Кьеркегор: «Если этическое есть высшее, то Авраам погиб». Средоточие «я» в Боге таково, что «я» растворяется, лишается личностного начала, самосознание заменяется другим, «парадигматическим» сознанием, близким, может быть, к коллективной норме, хотя коллективная норма это не только не нравственный закон, но даже и не религиозное сознание. При этом твое «я» принимает эту норму путем внушения, воспитания (внушаемость возможна до такой степени, что «я» и не мыслит другого самосознания) за свою собственную.

Итак, три измерения времени и три же – пространства. Формы обозначения человека в мире и себя в мире, то есть субъекта, объекта и фона. Фон – это «man», «всемство», «on», то есть все безличное.

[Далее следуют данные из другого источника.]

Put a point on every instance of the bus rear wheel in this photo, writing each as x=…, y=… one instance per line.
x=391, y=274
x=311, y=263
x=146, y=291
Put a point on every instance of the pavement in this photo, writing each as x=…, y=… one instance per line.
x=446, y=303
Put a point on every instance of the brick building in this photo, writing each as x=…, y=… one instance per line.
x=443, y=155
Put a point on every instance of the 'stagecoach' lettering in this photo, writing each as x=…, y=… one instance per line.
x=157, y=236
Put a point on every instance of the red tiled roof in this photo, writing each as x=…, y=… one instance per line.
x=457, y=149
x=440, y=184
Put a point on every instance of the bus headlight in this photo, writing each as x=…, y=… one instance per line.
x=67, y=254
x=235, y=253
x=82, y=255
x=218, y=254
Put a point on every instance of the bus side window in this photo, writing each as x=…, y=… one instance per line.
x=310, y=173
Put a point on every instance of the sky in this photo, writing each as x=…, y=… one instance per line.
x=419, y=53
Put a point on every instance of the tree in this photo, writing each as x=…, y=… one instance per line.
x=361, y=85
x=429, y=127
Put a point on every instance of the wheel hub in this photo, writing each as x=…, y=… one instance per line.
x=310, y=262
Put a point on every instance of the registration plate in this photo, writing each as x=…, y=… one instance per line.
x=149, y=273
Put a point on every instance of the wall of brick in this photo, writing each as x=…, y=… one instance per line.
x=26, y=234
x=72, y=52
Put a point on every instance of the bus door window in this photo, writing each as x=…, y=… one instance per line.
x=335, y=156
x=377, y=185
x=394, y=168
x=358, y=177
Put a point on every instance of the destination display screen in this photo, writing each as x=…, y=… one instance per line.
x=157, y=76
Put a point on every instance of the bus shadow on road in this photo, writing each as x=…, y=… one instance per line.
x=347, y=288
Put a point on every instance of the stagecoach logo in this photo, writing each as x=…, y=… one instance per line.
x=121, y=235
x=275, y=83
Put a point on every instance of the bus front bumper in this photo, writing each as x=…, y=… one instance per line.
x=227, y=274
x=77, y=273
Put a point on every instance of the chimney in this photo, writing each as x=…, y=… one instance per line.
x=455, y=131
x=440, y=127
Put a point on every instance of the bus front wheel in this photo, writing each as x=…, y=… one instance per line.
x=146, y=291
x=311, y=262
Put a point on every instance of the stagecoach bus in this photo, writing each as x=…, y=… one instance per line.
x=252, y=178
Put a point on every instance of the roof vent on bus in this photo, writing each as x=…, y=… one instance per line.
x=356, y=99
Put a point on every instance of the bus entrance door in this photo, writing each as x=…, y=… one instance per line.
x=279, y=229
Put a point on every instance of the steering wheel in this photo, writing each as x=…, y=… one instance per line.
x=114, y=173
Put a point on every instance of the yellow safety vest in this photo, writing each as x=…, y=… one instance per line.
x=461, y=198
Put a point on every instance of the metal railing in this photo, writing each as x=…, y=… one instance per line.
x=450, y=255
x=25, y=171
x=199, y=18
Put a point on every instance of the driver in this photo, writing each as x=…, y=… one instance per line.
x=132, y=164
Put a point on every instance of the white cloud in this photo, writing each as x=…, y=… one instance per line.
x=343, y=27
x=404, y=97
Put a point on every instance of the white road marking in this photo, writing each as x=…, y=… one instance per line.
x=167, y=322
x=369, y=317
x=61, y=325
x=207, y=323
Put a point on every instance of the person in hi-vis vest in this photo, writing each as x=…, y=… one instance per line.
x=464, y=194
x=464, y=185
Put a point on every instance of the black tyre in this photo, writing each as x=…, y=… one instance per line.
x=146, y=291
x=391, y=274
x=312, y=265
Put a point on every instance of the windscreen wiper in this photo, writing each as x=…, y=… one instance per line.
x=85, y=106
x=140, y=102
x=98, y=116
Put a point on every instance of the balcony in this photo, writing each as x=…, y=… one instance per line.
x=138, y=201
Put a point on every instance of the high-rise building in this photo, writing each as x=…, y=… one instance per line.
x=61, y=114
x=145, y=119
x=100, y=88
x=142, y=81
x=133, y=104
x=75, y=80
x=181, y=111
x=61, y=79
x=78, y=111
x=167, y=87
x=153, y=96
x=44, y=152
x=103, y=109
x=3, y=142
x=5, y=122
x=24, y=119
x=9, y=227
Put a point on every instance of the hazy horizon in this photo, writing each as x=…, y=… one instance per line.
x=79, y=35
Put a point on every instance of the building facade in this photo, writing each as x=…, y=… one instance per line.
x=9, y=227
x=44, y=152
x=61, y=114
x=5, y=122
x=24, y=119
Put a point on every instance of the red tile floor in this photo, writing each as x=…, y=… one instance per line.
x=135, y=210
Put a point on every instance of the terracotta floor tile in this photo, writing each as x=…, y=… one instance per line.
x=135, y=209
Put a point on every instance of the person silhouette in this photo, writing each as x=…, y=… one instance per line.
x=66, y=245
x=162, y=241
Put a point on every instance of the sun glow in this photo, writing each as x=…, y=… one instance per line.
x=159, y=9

Настоящее время потому и кажется фикцией, что оно переживается, а не осознается, как и само «я» в момент действия, иначе – феномен раздвоения личности, вообще рассогласованности. Прошлое и будущее, даже твои собственные, – это уже объекты, нечто осознаваемое, и если переживаемое, то абстрактно, эстетически, и «я» переживаемое все-таки туда не внедряется.

То же и в пространственных отношениях: «я» – это точка, не имеющая измерения. Отход «я» вовне (самоотстранение), объективирование порождает движение – линию, движение линии – плоскость, движение плоскости – объем. Это уже объекты. То же и в обратном порядке: но всегда пространственное «развоплощение» натолкнется на неделимое «я», точку, способную отождествиться с объектом любого пространственного (временного) порядка. Потому что в этом-то и различие «я» осознаваемого от «я» переживаемого. Одно не может перейти в другое (вытеснить, заменить, заместить, как не может символ заменить образ). Весь остальной мир – мера фона, третья мера.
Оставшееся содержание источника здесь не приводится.